Setting up an S3 backup solution on a CentOS VPS

I wanted to expand on the built in backup facilities Rimuhosting provides, and I figured S3 would be the way to go.

Attempt #1: s3fs

My first attempt was to use s3fs to make my S3 bucket available, and then use rsync to copy to it. I read about the idea here and was sold.

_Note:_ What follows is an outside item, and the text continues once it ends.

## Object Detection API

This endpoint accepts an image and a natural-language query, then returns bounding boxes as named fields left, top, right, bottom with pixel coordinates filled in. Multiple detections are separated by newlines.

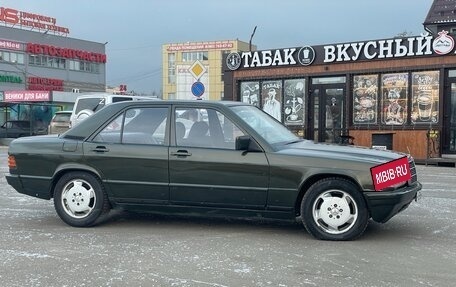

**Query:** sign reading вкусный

The setup instructions in the original post didn't quite apply to the CentOS server I was using. Via a combination of Google and trial and error, I came up with the follow yum install commands:

sudo yum install fuse fuse-devel python-devel
sudo yum install curl-devel
sudo yum install libxml-devel
sudo yum install libxml2-devel
cd ~/util/src
tar xzf s3fs-r191-source.tar.gz
cd s3fs
sudo make install

I entered the command:

sudo mkdir /mnt/s3
sudo /usr/bin/s3fs yourbucket -o accessKeyId=yourS3key -o secretAccessKey=yourS3secretkey /mnt/s3

And to my absolute amazement, it worked - I was able to trivially access my S3 bucket as though it were just another file system.

I kicked off an rsync command to test out the backup - and that's where I ran into the catch. It was so very s l o w. After a couple of minutes, only an itty bitty fraction of the 3 Gigs of data that needed to be backed up where in the S3 share.

Attempt #2: duplicity

Reading through the comments of the above approach, another user suggested duplicity as a work around for the sluggish S3FS behavior.

All it took was a simple:

 sudo yum install duplicity

and the duplicity was ready for use.

I found this HOWTO which gives specific tips about how to use duplicity over S3.

My final backup script wasn't far from what was shown there on that page. Here's what I arrived at:



dirs="/var/svn \
     /var/www \
     /home \

for d in $dirs; do
  prefix=$(basename $d)
  echo duplicity $d s3+$prefix
  duplicity $d s3+$prefix
  echo ""

The script above is a little chatty for testing purposes.

I was able to backup about 4Gigs of data in about 45 minutes (or, what felt like 30 minutes - I lost track of time).

I like the duplicity approach for a variety of reasons:

  • The standard file formats (tar+GPG) make sense from a backup perspective
  • The incremental backup functionality means that backups should be a relatively quick affair going forward
  • Restoring files is quite easy. I did a quick test and had no problems with it
  • The app has a unix'ish feel to it - it does one thing and does it well

I've added duplicity to cron and we'll see tomorrow how my 3am backup goes.

All in all, this seems like a winning solution. I'll also keep S3FS around too, as it's a wonderfully clever way to access S3 buckets.


  1. I've been considering this myself, thanks for the write up for CentOS. Has this been stable, do you still advocate this solution?

  2. Hey Paul - it's been working great for me. Highly recommended.

  3. Nice article on backing up CentOS ben! Thanks!